We live in that world still.
> but basically during the height of MSFT dominance there was only one real mail client: Outlook.
On Windows, you had:
* Netscape Suite (later Seamonkey)
* Eudora
* Pegasus
and three of those still exist. Plus, Outlook cost money (unless you used Outlook Express), while Netscape was gratis, and most Unix variants, Outlook has never even existed. There's Evolution and there's KMail.
And I'm sure I'm forgeting a few others.
> Then Thunderbird arrived on the scene
It was a development of the MailNews component of Netscape, to use the same XUL-based platform as Firefox. So, an evolution, not a revolution.

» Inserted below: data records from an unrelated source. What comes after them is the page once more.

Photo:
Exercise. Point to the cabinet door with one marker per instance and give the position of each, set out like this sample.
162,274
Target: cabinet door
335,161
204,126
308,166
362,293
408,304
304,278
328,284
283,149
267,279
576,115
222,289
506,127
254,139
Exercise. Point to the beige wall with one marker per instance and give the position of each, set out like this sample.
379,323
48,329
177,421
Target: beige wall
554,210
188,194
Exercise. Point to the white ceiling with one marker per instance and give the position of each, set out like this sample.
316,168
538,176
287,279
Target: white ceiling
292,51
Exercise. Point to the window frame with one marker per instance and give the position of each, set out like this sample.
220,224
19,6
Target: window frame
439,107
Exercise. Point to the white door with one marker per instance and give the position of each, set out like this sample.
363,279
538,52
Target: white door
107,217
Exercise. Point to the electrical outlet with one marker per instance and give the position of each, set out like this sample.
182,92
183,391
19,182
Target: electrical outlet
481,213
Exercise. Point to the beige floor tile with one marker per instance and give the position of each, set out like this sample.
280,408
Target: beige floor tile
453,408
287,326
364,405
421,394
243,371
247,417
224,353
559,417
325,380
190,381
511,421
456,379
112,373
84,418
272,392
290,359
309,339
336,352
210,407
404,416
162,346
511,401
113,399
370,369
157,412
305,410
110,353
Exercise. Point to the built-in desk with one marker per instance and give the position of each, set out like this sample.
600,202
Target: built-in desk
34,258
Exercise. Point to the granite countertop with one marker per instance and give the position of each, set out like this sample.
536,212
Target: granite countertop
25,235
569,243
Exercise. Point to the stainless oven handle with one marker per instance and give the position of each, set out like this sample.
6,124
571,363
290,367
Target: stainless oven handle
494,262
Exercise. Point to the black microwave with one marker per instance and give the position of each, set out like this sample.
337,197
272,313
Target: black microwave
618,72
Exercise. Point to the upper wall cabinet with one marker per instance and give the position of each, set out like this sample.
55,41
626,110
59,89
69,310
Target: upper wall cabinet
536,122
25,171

"Native Exchange support is a game-changer for Thunderbird users."
"Thrilled to see Thunderbird improving integration with Microsoft Exchange
You told an LLM to generate three possible responses to HN articles and then just started pasting all three?
EDIT: EWS continues to be supported for on premises Exchange and is not scheduled for deprecation.
This is Microsoft we're talking about here, so if its slated for removal in Oct '26, it will be put into LTS, and finally 'retired' (but operational) _starting_ around 2031.
Take the blog article for what you will. I have noticed in Office365, they tend to be less backward compatible than you would expect from Microsoft.
More limiting is that the current release doesn't support custom Office365 tenant IDs. So basically, unless you are using outlook.com this won't currently work yet. I'm lucky that my org hasn't disabled SMTP and IMAP, but it's been so slow lately...
I have a few Exchange inboxes and once MS forces the “New Outlook” design, without allowing the legacy option anymore, im gone!
And at the risk of asking too much (because this was a thing we used to have as a plugin)...
...any possibility of color-coding separate accounts?
This is a genuine question. I am not sure whether this is good or not.
It seems to only extend existing options? Or is there some trade-off?
evolution has been keeping me sane whenever i needed to use ews for years.